Ma come entrarono in contatto il Punch inglese e Cuba, un’isola sotto il dominio spagnolo a partire dal 28 ottobre 1492, giorno in cui Colombo mise per la prima volta piede sull’isola, inglobando il suo territtorio all’interno del Nuovo Regno di Spagna? Durante la Guerra dei Sette Anni (1756 – 1763, che Winston Churchill definì nel suo Storia dei popoli di lingua inglese come la prima vera guerra mondiale) gli Inglesi riuscirono a conquistare L’Avana dopo un lungo assedio che si protrasse tra marzo e agosto 1762. Mantennero il dominio della città e dell’isola fino ai trattati di pace del 1763, quando decisero di restituire la colonia alla Corona Spagnola in cambio della Florida ed alla rinuncia da parte della Francia della Lousiana e della sua ingerenza sui territtori americani. Fra la conquista di Cuba e la sua restituzione passarono una manciata di mesi, ma fu un tempo di sicuro sufficiente perché una certa quantità di influenze britanniche penetrassero nel tessuto culturale cubano. Ma ora cerchiamo di capire come è fatto un Punch.
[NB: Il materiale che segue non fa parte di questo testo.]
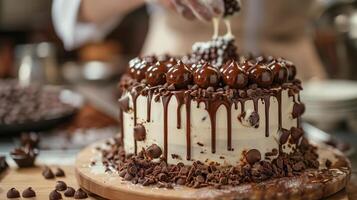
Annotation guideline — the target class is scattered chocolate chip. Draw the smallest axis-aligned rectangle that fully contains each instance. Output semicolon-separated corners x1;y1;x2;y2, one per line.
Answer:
134;124;146;141
49;190;62;200
42;167;55;179
6;188;20;199
22;187;36;198
245;149;261;165
56;181;67;191
74;188;88;199
146;144;162;159
64;187;76;197
55;168;66;177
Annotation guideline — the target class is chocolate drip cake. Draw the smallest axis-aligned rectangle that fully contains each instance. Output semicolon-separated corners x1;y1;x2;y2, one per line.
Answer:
108;37;328;188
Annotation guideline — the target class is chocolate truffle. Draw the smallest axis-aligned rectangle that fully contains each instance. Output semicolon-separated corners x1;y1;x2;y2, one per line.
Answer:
223;61;249;89
268;61;288;84
193;63;220;88
145;61;167;86
6;188;20;199
245;149;261;165
166;61;192;89
22;187;36;198
249;64;273;87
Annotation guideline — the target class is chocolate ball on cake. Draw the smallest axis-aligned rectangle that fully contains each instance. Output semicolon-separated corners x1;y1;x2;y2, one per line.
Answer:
193;63;220;88
249;64;273;87
223;61;249;89
166;61;192;89
145;61;167;86
268;61;288;83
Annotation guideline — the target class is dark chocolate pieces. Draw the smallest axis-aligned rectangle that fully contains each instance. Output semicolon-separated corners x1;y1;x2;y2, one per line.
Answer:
63;187;76;197
49;190;63;200
74;188;88;199
6;188;20;199
145;144;162;159
42;167;55;179
22;187;36;198
245;149;262;165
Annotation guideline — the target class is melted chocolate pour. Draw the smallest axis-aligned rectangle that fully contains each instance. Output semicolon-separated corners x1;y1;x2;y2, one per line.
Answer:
119;87;300;160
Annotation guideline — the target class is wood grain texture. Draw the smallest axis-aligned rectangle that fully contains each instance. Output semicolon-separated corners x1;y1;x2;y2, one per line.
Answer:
75;142;351;200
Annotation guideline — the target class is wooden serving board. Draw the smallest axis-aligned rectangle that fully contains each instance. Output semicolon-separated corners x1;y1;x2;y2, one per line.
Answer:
75;142;351;200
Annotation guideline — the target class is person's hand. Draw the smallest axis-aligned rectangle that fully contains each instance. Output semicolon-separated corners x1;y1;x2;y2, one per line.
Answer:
171;0;224;21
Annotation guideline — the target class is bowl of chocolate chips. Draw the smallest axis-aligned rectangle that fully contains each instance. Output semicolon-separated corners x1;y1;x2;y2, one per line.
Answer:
0;80;83;134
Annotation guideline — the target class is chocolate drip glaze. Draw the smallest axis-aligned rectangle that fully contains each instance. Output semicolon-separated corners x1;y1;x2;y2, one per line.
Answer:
162;94;172;159
129;86;142;155
175;92;185;129
146;90;153;122
264;96;270;137
276;90;282;130
185;93;191;160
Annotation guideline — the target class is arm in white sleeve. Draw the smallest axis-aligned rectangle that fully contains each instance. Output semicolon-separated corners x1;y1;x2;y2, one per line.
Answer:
52;0;120;50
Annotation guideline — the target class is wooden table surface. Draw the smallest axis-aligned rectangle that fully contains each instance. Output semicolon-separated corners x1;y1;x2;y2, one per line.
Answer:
0;166;357;200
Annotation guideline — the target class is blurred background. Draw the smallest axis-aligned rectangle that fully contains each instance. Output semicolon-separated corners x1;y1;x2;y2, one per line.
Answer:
0;0;357;165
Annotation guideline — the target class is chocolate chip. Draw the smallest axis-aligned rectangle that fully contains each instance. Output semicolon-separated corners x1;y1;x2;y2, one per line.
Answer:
279;128;290;145
55;168;66;177
291;103;305;119
290;127;304;143
0;156;9;173
42;167;55;179
74;188;88;199
56;181;67;191
64;187;76;197
6;188;20;199
134;124;146;141
22;187;36;198
245;149;261;165
49;190;62;200
146;144;162;159
119;96;130;112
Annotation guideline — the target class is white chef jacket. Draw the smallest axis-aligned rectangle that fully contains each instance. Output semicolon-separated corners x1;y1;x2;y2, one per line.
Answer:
52;0;325;79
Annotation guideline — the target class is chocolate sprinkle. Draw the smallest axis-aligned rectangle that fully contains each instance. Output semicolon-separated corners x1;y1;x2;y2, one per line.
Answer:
56;181;67;191
6;188;20;199
49;190;62;200
63;187;76;197
22;187;36;198
74;188;88;199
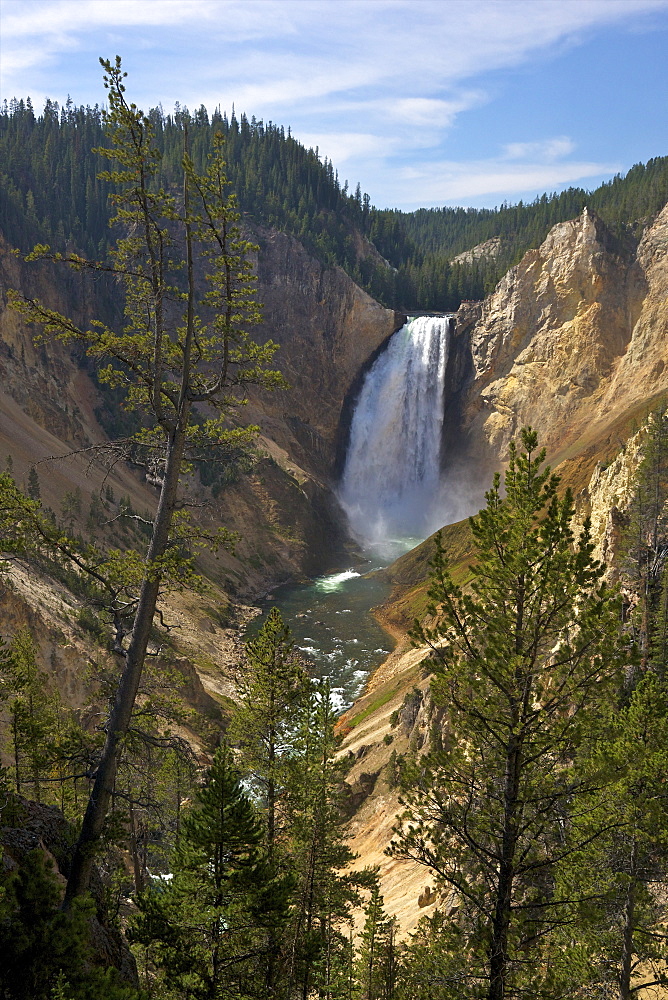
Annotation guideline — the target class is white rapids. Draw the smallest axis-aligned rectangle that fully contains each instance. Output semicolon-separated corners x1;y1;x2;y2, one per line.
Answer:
338;316;450;548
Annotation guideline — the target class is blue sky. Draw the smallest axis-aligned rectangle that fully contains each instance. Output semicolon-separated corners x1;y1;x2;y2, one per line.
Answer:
0;0;668;210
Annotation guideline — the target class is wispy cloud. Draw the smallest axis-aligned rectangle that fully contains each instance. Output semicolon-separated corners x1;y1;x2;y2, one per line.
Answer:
388;156;620;208
0;0;668;203
503;141;575;163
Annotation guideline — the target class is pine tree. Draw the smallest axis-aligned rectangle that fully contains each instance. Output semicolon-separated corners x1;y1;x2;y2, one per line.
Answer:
10;57;280;904
283;680;368;1000
392;429;622;1000
229;608;308;859
356;873;397;1000
555;652;668;1000
131;748;288;1000
0;848;139;1000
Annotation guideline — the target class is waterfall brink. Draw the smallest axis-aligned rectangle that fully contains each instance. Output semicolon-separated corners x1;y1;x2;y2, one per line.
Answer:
339;316;450;551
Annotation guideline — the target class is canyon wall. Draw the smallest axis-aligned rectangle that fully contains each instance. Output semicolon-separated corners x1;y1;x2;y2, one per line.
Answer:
446;206;668;476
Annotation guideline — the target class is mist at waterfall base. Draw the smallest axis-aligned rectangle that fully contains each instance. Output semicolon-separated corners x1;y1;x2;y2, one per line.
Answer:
338;316;450;559
249;316;462;710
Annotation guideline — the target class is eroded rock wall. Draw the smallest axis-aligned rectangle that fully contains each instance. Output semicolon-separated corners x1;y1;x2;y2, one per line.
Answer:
453;206;668;472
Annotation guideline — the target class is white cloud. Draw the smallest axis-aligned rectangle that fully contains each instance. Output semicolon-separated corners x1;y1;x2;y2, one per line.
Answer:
296;132;398;167
503;141;575;163
0;0;668;205
395;158;621;206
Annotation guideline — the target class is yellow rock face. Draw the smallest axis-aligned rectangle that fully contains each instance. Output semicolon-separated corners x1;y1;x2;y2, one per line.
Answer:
462;206;668;459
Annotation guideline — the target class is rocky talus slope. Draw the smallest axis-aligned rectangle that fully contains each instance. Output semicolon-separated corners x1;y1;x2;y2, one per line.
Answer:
449;206;668;468
341;206;668;932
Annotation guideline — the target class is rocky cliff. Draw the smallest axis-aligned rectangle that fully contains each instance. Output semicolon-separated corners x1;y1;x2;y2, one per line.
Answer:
448;206;668;476
0;224;400;593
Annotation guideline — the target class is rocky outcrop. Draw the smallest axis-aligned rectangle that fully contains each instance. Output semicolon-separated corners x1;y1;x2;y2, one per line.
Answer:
0;793;139;989
450;206;668;467
248;230;403;476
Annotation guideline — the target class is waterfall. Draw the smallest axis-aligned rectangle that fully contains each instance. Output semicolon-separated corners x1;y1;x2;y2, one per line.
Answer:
338;316;450;550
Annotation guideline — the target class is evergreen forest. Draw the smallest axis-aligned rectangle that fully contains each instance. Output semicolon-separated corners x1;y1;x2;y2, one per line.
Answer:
0;98;668;312
0;64;668;1000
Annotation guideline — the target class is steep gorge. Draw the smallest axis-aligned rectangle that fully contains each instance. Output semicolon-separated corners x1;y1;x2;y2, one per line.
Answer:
0;197;668;944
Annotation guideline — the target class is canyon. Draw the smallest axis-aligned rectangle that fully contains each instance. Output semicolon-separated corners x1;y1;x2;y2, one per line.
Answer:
0;197;668;932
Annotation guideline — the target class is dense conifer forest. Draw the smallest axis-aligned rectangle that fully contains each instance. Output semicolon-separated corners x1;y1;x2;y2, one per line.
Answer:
0;98;668;312
0;72;668;1000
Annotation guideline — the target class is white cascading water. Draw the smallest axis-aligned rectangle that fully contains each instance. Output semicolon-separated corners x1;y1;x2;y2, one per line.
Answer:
339;316;450;552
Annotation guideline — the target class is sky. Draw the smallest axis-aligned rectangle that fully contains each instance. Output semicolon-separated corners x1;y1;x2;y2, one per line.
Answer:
0;0;668;211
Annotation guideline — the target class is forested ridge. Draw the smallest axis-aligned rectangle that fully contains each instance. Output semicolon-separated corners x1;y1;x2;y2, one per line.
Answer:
0;66;668;1000
0;99;668;311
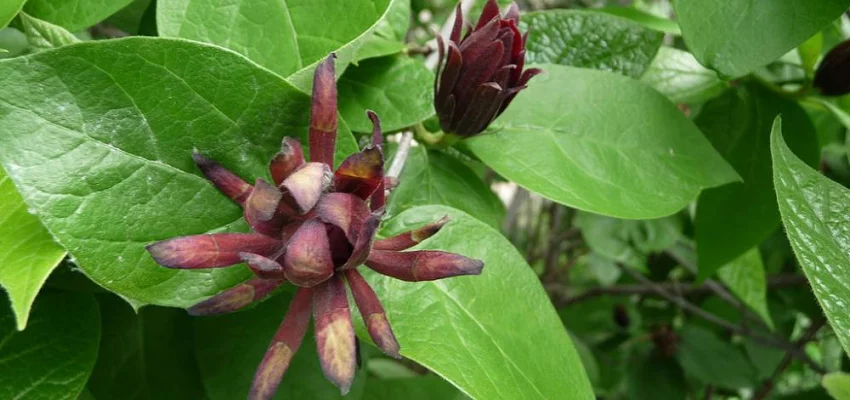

Ricetta, Suggerimenti, Twist on Classics:
- 8 Lime
- 2 cups (460 g) di Zucchero Granulato
- 25 once di Arrack
- 25 once di Té Earl Grey, freddo
- 1 cup (230 g) di Zucchero di Palma da Cocco
- 6 1/2 once di Succo di Lime
- Noce Moscata spolverata
Togliete dai lime le scorze, asportando la parte bianca chiamata “albedo” e responsabile del sapore amaro. Mette le scorze taglate a pezzettini in contatto con una quantità di zucchero pari a circa 5 volte il peso delle scorze. Coprite con pellicola e lasciate riposare per 24 ore, miscelando ogni tanto il tutto con un cucchiaio. Vedrete che gli oli essenziali delle bucce del lime si diffonderanno nello zucchero andando ad insaporirlo delle note aromatiche tipiche dell’agrume. Così facendo otterrete l’oleo saccharum. Incoroporate gli ingredienti rimanenti e continuate a mescolare fino allo sciogliemento totale dello zucchero. Filtrate con un colino, per trattenere i residui dei lime, in un contenitore abbastanza capiente. Mette un singolo pezzo di ghiaccio delle adeguate dimensioni a contatto col liquido o servite il Punch in tazze singole con una quantità consona di ghiaccio. Spolverate con noce moscata grattuggiata.
Fare un Punch è un lavoro lungo e il risultato è, nelle quantità descritte all’interno della ricetta qui sopra, una bevanda decisamente voluminosa che deve essere consumata in “convivialità”, come era originariamente contemplato il modo di consumare il Punch.
La ricetta che consiglio anche durante il nostro Corso di miscelazione avanzata , è stata estrapolata da The Dead Rabbit Drinks Manual di Sean Muldoon e Jack McGarry.